The NITDA-Police collaboration comes amid a similar one between the IT regulator and with the Federal Competition and Consumer Protection Commission (FCCPC) to address what was described as “the alarming rates of data privacy abuse by money lending operators.”
“Section 17(a) of the FCCPA, 2019 empowers the Commission to administer and enforce provisions of every Nigerian law with respect to competition and protection of consumers. NITDA has therefore found the FCCPC as a key stakeholder in its efforts to rein in the activities of some micro-money lenders who have formed a penchant for abuse of personal data of Nigerians. These operators execute this by abusing their personal data, breaching their privacy and sharing it with others who are not part of the initial contract”, according to Mrs. Hadiza Umar, Corporate Affairs and External Relations Head of NITDA.

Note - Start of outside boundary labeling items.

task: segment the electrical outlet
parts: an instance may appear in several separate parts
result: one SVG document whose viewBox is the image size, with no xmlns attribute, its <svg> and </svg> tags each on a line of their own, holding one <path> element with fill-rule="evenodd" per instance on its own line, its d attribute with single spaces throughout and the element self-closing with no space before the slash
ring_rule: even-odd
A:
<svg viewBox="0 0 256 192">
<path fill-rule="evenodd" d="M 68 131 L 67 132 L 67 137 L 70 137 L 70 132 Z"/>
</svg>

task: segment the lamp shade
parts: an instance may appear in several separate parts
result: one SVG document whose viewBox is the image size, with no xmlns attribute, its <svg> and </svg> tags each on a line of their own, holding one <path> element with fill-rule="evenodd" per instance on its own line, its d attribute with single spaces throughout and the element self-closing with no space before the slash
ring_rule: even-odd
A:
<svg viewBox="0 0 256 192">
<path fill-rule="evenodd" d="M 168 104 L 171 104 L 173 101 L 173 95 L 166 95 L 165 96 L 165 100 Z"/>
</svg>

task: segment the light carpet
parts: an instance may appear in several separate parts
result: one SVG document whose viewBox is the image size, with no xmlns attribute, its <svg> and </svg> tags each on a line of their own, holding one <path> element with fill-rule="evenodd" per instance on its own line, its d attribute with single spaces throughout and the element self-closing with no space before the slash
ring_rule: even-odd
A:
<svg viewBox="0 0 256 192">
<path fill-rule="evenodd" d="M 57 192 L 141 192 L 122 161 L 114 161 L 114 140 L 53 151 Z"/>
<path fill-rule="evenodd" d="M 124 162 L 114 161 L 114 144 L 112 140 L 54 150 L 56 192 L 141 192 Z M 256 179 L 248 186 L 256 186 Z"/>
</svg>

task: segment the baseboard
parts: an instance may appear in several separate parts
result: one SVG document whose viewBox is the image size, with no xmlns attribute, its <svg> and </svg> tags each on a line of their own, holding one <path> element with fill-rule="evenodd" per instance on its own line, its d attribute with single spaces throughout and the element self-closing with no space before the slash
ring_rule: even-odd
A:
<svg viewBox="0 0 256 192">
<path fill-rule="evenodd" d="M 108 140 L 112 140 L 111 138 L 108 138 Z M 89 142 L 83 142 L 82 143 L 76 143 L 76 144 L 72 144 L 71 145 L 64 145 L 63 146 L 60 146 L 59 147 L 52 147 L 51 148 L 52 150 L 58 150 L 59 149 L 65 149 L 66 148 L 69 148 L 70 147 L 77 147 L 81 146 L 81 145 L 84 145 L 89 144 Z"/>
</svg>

NITDA’s investigation led to the imposition of a N10,000,000 fine and other administrative sanctions on Soko Lending Company, Umar says after the agency received over 40 petitions from members of the public on the alleged personal data abuse of some lending companies.
“As an agency focused on using its mandate to empower Nigerians and make them active players in the digital economy”, Mrs Umar says, “NITDA is very concerned about the worrisome effect the nefarious activities of the money lending companies is having on families, friends, and the society at large. Some of the complainants had contemplated suicide, indicating that government needed to do more to protect vulnerable Nigerians.”
The NITDA-FCCPC partnership “will lead to a more robust and concerted regulatory approach which we believe would ensure that Nigerians get necessary reprieve from the illegal use of their personal data for money lending operations. The partnership would entail joint investigations, enforcement, and possible prosecution”, according to the IT regulator.
“We, therefore, use this medium to inform all money lending operators and other data controllers and processors that NITDA is set to enforce the privacy right of Nigerians in line with the Nigeria Data Protection Regulation (NDPR) 2019. Controllers and Processors who seek guidance on Compliance with the NDPR should contact NITDA licensed Data Protection Compliance Organizations (DPCO)”, the NITDA Corporate Affairs and External Relations Head says.